We designed four arrays, each containing the same three gRNAs (complete with handles) separated by two unique valves (Fig. 6a; see “Methods” section). A set of designs were selected from the initial valve library (Fig. 3) to give a range of gRNA expression stoichiometries. We pooled the arrays and used T7 RNAP to transcribe the pool in vitro and then performed dRNA-seq characterization to calculate the ratios of expressed gRNAs from each array. We found that as expected each design produced different stoichiometries of the gRNAs (Fig. 6a). We calculated predicted ratios based on the characterization of the valve library and compared those to the measured ratios from the arrays (Fig. 6b). While valves ranked the same in terms of Te, the absolute termination observed was significantly lower in the array, with a decrease that correlated with proximity to the promoter.
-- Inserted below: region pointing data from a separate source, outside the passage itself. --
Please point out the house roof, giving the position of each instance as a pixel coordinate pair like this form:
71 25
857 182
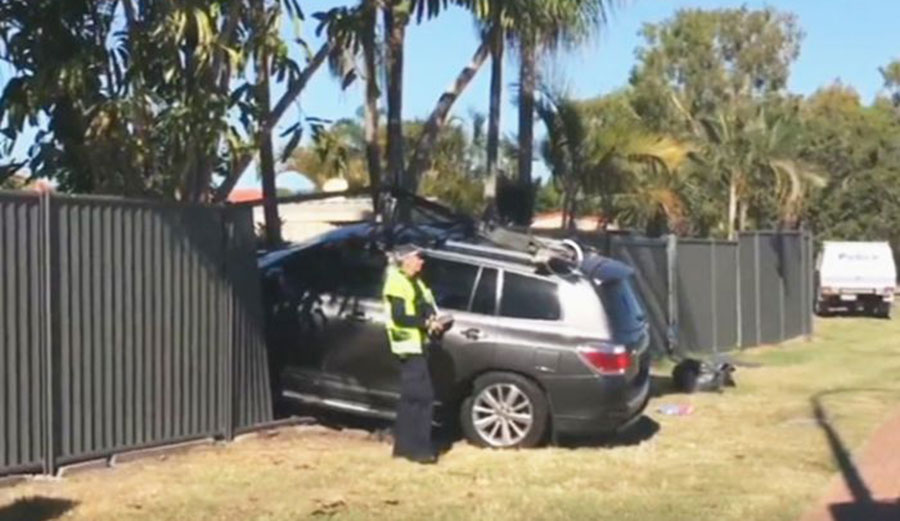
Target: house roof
240 195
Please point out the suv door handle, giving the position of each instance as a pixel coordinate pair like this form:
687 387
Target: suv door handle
358 316
473 333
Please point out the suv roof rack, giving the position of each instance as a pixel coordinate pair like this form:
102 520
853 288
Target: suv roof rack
560 257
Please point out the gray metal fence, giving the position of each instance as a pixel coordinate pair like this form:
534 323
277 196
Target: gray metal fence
709 296
125 325
22 334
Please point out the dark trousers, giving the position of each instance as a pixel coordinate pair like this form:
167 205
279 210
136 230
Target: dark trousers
412 432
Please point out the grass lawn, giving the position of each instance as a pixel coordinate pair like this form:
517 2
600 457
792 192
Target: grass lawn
753 453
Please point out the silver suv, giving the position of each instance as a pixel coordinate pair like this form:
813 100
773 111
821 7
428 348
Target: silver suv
532 349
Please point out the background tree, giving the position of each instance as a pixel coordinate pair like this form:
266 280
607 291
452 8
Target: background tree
704 74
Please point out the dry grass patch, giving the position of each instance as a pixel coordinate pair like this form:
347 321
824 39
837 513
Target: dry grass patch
754 452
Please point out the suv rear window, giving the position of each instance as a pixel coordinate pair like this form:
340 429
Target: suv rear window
621 304
529 297
450 281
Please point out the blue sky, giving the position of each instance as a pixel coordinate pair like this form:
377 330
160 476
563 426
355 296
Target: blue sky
844 40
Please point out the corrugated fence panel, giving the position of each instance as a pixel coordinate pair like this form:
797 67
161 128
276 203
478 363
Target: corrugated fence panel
794 301
140 335
155 327
771 289
696 297
749 295
21 334
253 398
726 273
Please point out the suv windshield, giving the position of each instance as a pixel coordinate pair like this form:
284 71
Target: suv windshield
622 306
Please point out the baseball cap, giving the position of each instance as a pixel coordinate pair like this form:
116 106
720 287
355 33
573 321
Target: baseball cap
405 250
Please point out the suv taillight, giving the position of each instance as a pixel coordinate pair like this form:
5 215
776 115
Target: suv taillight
606 359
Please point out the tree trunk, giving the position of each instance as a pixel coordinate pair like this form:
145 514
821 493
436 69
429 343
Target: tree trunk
271 119
527 86
264 139
493 137
395 30
742 216
732 206
428 138
373 150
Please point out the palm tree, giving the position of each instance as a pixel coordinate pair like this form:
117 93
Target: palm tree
750 150
354 36
336 151
557 23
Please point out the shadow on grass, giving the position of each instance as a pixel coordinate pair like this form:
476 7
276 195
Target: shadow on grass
863 507
640 431
446 432
36 509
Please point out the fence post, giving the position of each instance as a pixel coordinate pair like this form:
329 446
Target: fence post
672 291
810 284
756 296
49 383
779 236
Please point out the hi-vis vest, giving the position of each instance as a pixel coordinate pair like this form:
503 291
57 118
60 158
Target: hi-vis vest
404 340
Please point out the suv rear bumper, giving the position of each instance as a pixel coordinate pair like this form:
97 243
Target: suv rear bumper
616 402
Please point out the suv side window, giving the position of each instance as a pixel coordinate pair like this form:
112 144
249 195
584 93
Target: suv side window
485 300
529 297
363 270
450 281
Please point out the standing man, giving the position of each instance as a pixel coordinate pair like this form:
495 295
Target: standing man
411 318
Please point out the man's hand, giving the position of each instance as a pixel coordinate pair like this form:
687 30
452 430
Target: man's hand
433 325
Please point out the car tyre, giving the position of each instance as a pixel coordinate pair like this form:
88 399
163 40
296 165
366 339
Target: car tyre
505 410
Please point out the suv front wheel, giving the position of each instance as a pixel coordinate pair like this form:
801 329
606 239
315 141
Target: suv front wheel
505 410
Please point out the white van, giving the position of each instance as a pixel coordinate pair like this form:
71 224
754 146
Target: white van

This feature has been previously observed68, though to our knowledge the cause is not fully understood. One hypothesis is that proximity to the promoter has been predicted to increase transcriptional read-through of protein “roadblocks” by virtue of an increased force from RNAP traffic, which is cumulative69, and a similar effect could be occurring in our case.


a Normalized dRNA-seq read depth profile for each array. Dotted lines denote the start and end of each valve. General array design is shown at the bottom, with the PT7 promoter followed by 3 guide RNAs (gRNAs) separated by two transcriptional valves (V1, V2). Resulting gRNA stoichiometries are indicated in top left of each profile (gRNA1:gRNA2:gRNA3) and valve designs are shown above their respective parts. b Comparison of predicted (lighter shading) and measured (darker shading) termination efficiency (Te) for each valve in the arrays. Bars are colored by valve position. c Comparison of Te measurements for in vitro transcription reactions performed with varying concentrations of T7 RNA polymerase (RNAP). Each point corresponds to a transcriptional valve. R2 is the square of the Pearson correlation coefficient. Source data are provided as a Source Data file.
To test this hypothesis further, we characterized a small library of 40 terminators using varying concentrations of T7 RNAP for the in vitro transcription reactions to vary the RNAP traffic present on the DNA (1× and 0.2× concentrations). We found a strong correlation (R2 = 0.93) in the Te values. However, for some terminators Te significantly decreased at the higher concentration of T7 RNAP (Fig. 6c). Therefore, the systematic reduction in Te for the CRISPR gRNA arrays, may be a result of the much closer position of the promoter to the terminator in these constructs or other affects our normal termination assay does not capture. Nevertheless, these results demonstrate the ability to use transcriptional valves as a means of multiplexed regulation of RNA-based parts.